DecryptZero is a fully open-source OCR (Optical Character Recognition) model for chess tournament notation sheets. DecryptZero runs on a model trained specifically to read chess players' handwriting (which can get very messy at times!) through the open-source deep-text-recognition-benchmark repository (the decrypt-trainer directory in this repo).
The engine has completed training. It runs with superb accuracy on the training and testing sets but is not yet compatible with the algorithms to read full notation sheets. Image preprocessing algorithms are complete, but they may be overhauled in the future for more efficient and accurate results.
Integrate the engine with ocr-easy.py
to test on full notation-sheets rather than one-word samples.
If you have an NVIDIA GPU that is CUDA capable, you can install CUDA by following the instructions for your operating system and distribution here. The programs will run much faster on GPU but can still run perfectly fine on CPU. You can check if your NVIDIA GPU is CUDA capable here.
The three main libraries needed to run the programs are OpenCV, EasyOCR, and boxdetect. OpenCV is a library used for processing images before an OCR model reads them so the results are more accurate. EasyOCR is the model itself, and boxdetect is used to find and create bounding boxes around the text, which creates regions of interest (ROIs) that will be read by the OCR engine.

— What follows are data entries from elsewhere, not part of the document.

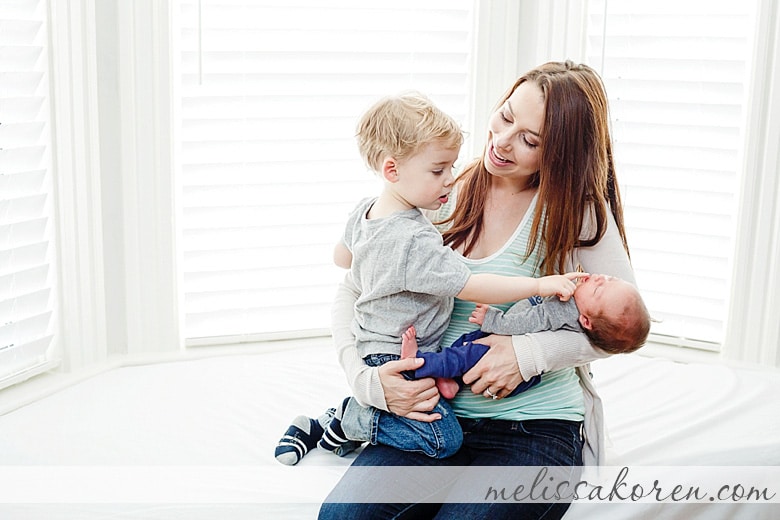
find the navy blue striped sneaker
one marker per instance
(302, 436)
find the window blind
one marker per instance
(26, 265)
(270, 95)
(675, 73)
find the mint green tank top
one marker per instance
(559, 395)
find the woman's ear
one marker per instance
(585, 322)
(390, 169)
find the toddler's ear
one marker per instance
(390, 169)
(585, 322)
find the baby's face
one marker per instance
(599, 294)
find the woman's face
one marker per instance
(514, 130)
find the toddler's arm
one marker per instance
(493, 288)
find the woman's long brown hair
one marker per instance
(576, 171)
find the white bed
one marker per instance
(194, 439)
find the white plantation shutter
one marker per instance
(675, 73)
(26, 270)
(270, 95)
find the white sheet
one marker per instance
(194, 439)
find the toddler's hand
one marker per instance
(562, 285)
(478, 314)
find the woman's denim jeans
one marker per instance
(363, 494)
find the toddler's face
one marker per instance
(425, 178)
(599, 294)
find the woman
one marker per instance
(542, 199)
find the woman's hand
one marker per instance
(497, 372)
(410, 399)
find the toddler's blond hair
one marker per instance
(398, 126)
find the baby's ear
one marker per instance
(389, 169)
(585, 322)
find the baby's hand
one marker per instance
(478, 314)
(562, 285)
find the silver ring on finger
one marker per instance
(491, 394)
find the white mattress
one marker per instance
(194, 439)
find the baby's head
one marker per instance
(399, 126)
(612, 313)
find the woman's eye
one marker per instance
(529, 143)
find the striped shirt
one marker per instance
(559, 395)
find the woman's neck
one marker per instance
(505, 206)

You can install OpenCV with apt
or as a pip
package (recommended):
sudo apt-get install python3-opencv
pip install opencv-python
You can install EasyOCR and boxdetect as pip
packages:
pip install easyocr
pip install boxdetect
Since the program is run in the command line with custom arguments, you will need to install argparse
(if it is not already installed):
pip install argparse
You will need to install imutils
, which is used for resizing the output to be visualized properly:
pip install imutils
You will also need to install numpy
for proper conversion of data types and matplotlib
to visualize results:
pip install numpy matplotlib
The model files are quite large, so you will need to install Git Large File Storage (Git LFS) to handle them:
sudo apt-get install git-lfs
git lfs install
Once you have git LFS set up, clone the repository:
git clone https://codeberg.org/KPLinux/DecryptZero.

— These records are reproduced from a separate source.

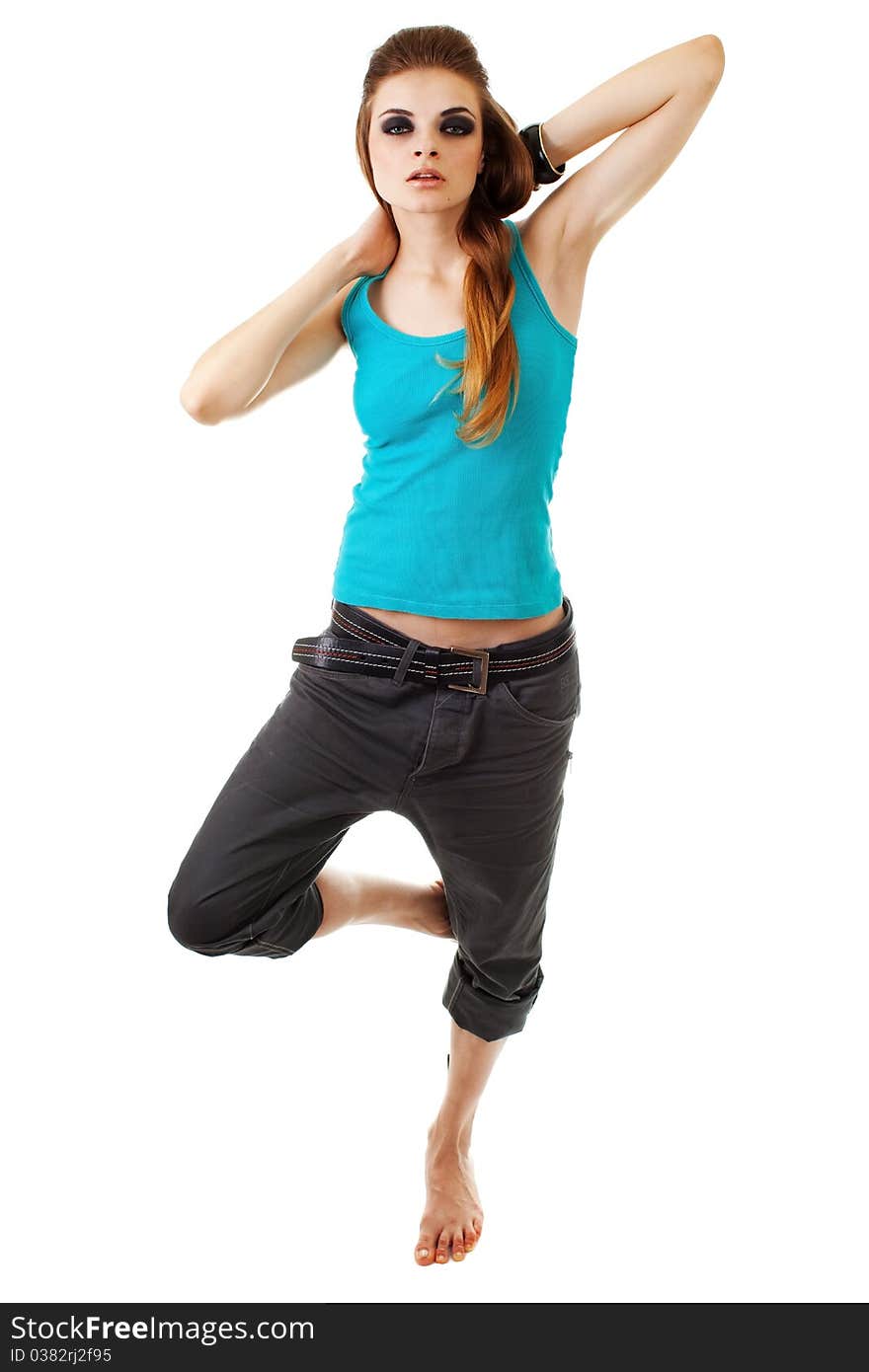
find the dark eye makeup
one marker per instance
(403, 125)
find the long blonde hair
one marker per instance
(490, 365)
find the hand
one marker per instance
(373, 245)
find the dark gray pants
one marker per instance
(479, 777)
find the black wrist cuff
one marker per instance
(544, 171)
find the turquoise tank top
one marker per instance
(436, 527)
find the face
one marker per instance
(409, 129)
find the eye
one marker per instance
(401, 126)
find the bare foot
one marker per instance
(453, 1219)
(423, 910)
(359, 899)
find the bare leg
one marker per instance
(359, 899)
(453, 1217)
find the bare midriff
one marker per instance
(465, 633)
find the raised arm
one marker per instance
(276, 347)
(658, 103)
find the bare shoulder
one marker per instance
(559, 264)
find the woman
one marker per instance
(446, 683)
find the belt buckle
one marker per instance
(484, 672)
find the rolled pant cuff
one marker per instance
(482, 1014)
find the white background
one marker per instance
(682, 1118)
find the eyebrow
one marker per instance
(457, 109)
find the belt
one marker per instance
(459, 668)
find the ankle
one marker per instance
(450, 1133)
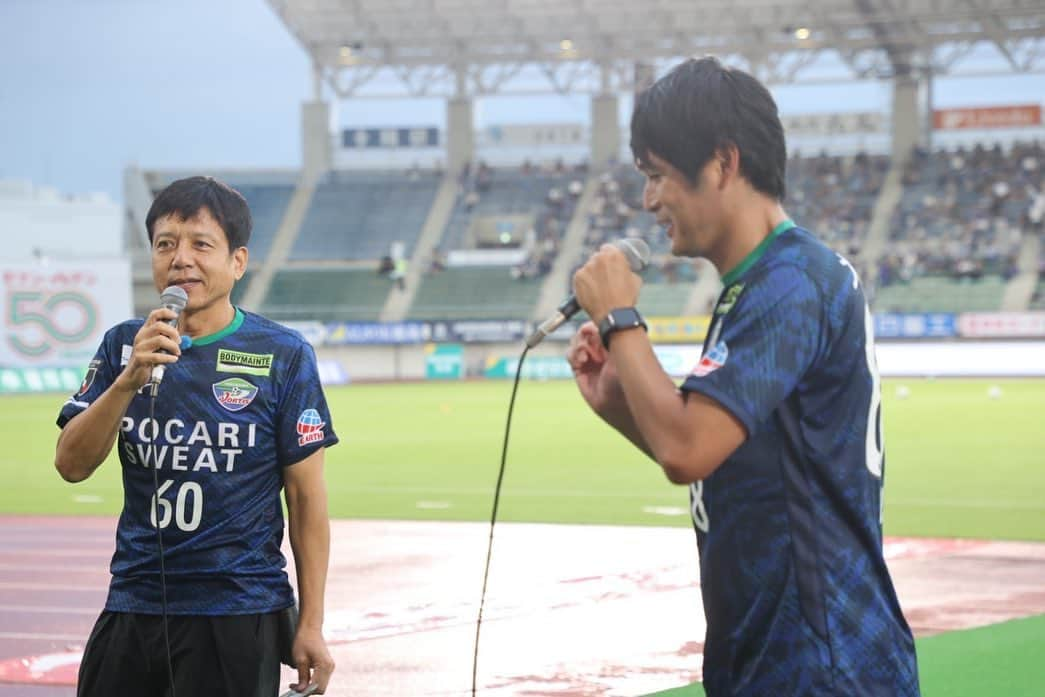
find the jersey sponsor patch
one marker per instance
(92, 371)
(309, 427)
(729, 299)
(239, 362)
(713, 359)
(234, 394)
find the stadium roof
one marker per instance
(479, 47)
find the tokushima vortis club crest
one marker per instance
(234, 393)
(309, 427)
(713, 359)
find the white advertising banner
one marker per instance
(1002, 325)
(55, 314)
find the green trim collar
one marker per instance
(757, 253)
(237, 321)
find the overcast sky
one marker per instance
(89, 86)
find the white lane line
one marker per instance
(433, 505)
(49, 609)
(951, 503)
(27, 585)
(45, 637)
(53, 553)
(66, 568)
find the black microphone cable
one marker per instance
(493, 516)
(159, 532)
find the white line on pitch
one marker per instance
(48, 609)
(46, 637)
(66, 568)
(26, 585)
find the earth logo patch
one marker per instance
(234, 393)
(309, 427)
(713, 359)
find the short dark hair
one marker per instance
(702, 107)
(185, 198)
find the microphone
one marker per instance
(637, 253)
(172, 298)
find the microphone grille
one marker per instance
(175, 298)
(636, 251)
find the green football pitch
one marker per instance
(964, 459)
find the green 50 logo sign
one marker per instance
(39, 322)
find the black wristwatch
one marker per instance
(622, 318)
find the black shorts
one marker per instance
(219, 656)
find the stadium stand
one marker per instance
(360, 214)
(956, 234)
(268, 193)
(473, 293)
(326, 295)
(535, 206)
(486, 191)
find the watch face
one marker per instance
(622, 318)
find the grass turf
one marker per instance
(958, 463)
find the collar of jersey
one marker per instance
(757, 253)
(237, 320)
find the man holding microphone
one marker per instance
(200, 601)
(776, 431)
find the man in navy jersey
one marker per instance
(776, 431)
(239, 416)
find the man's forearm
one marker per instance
(87, 439)
(619, 416)
(310, 541)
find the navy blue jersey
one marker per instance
(796, 594)
(231, 413)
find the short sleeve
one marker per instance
(768, 341)
(303, 420)
(100, 373)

Now you must move the engine files to the /.EasyOCR/
directory. However, sometimes this directory isn't created until you install the default English model.
To create the directory, switch to the DecryptZero/
directory and run easy-test2.py
:
cd /path/to/DecryptZero/
python3 easy-test2.py
This command will create the directory and install the default English model.

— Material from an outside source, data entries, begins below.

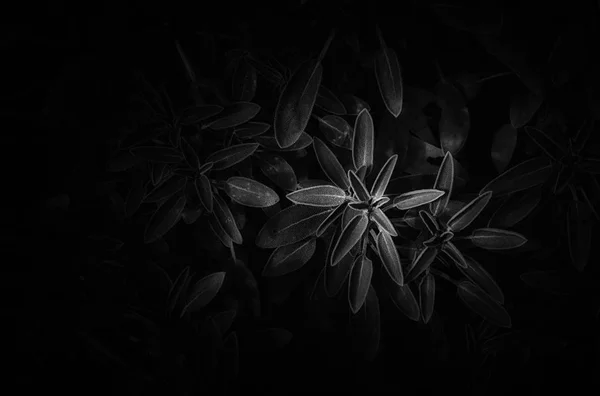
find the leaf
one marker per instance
(225, 218)
(349, 237)
(279, 171)
(427, 296)
(390, 257)
(417, 198)
(227, 157)
(469, 212)
(289, 258)
(363, 140)
(383, 177)
(251, 129)
(236, 114)
(330, 164)
(167, 155)
(516, 208)
(250, 193)
(496, 239)
(444, 182)
(520, 177)
(291, 225)
(479, 276)
(523, 107)
(337, 131)
(482, 304)
(164, 218)
(503, 146)
(203, 292)
(327, 101)
(360, 281)
(579, 233)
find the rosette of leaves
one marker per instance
(436, 245)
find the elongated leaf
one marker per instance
(323, 196)
(390, 257)
(337, 131)
(479, 276)
(483, 305)
(289, 258)
(223, 214)
(363, 140)
(503, 146)
(236, 114)
(469, 212)
(349, 237)
(232, 155)
(251, 129)
(427, 297)
(167, 155)
(291, 225)
(417, 198)
(520, 177)
(496, 239)
(444, 182)
(330, 164)
(516, 208)
(360, 281)
(164, 218)
(203, 292)
(389, 78)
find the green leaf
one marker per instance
(330, 164)
(390, 257)
(444, 182)
(469, 212)
(165, 218)
(520, 177)
(503, 146)
(250, 193)
(363, 140)
(383, 177)
(321, 196)
(227, 157)
(360, 281)
(349, 237)
(203, 292)
(496, 239)
(483, 305)
(291, 225)
(417, 198)
(289, 258)
(234, 115)
(427, 297)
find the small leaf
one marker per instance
(164, 218)
(520, 177)
(417, 198)
(291, 225)
(203, 292)
(322, 196)
(236, 114)
(482, 304)
(227, 157)
(360, 281)
(469, 212)
(497, 239)
(444, 182)
(363, 140)
(390, 257)
(427, 297)
(250, 193)
(289, 258)
(503, 146)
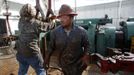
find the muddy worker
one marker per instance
(71, 41)
(28, 51)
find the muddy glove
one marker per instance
(85, 59)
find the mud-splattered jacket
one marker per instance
(27, 43)
(70, 47)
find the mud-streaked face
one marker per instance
(65, 20)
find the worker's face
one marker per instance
(66, 20)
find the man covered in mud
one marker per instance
(28, 51)
(71, 41)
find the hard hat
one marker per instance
(66, 10)
(27, 10)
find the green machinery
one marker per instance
(102, 34)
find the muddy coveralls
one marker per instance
(28, 51)
(71, 48)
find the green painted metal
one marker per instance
(91, 36)
(128, 29)
(100, 42)
(110, 36)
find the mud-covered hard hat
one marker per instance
(66, 10)
(27, 10)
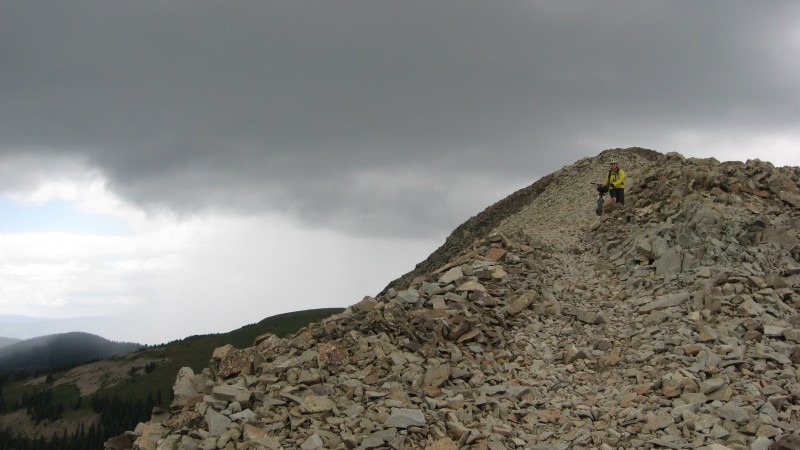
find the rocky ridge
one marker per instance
(671, 322)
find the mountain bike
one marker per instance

Now make sure you are in the decrypt-engine
directory:
cd /path/to/DecryptZero/decrypt-engine/
Then, move the decryptzero.pth
file to /.EasyOCR/model/
:
mv decryptzero.pth /path/to/.EasyOCR/model/
and the decryptzero.yaml
and decryptzero.py
files to /.EasyOCR/user_network/
:
mv decryptzero.yaml decryptzero.py /path/to/.EasyOCR/user_network/
The main file is ocr-easy.py.
Currently, the only way to run the program is through the command line interface. A graphical user interface may come in the future.
To use the OCR (through the CLI), you will need to pass 3 arguments:
--image
- the path to the image you would like to OCR--align-template
- the path to the template that the image will be aligned with during preprocessing--box-template
- the path to the template that will create the bounding boxes where OCR will be performed
Make sure you are in the DecryptZero/
directory:
cd /path/to/DecryptZero/
Paste this line to run on the sample image & templates:
python3 ocr-easy.py --image sample/image.png --align-template sample/align-template.png --box-template sample/box-template.png
The output will be the input image and a carbon copy of that image with bounding boxes and the detected text in each bounding box (still WIP). In the command line you will see the model generating what it thinks is the text within each bounding box.
There are currently two template options because the alignment algorithm looks for key points on the image to be mapped to the template (which must be a carbon copy of the image) and the boxing algorithm looks for grid lines on the template (which requires a preprocessed image that has the gridlines enhanced to be darker). Because the nature of these templates are fundamentally different, the arguments cannot (yet) be combined into a single --template
argument.
It would be more efficient if an alignment template/algorithm wasn't necessary to produce accurate results. In the future, an attempt will be made to create a general program that deals with all the intricacies of the sheet in one single scan.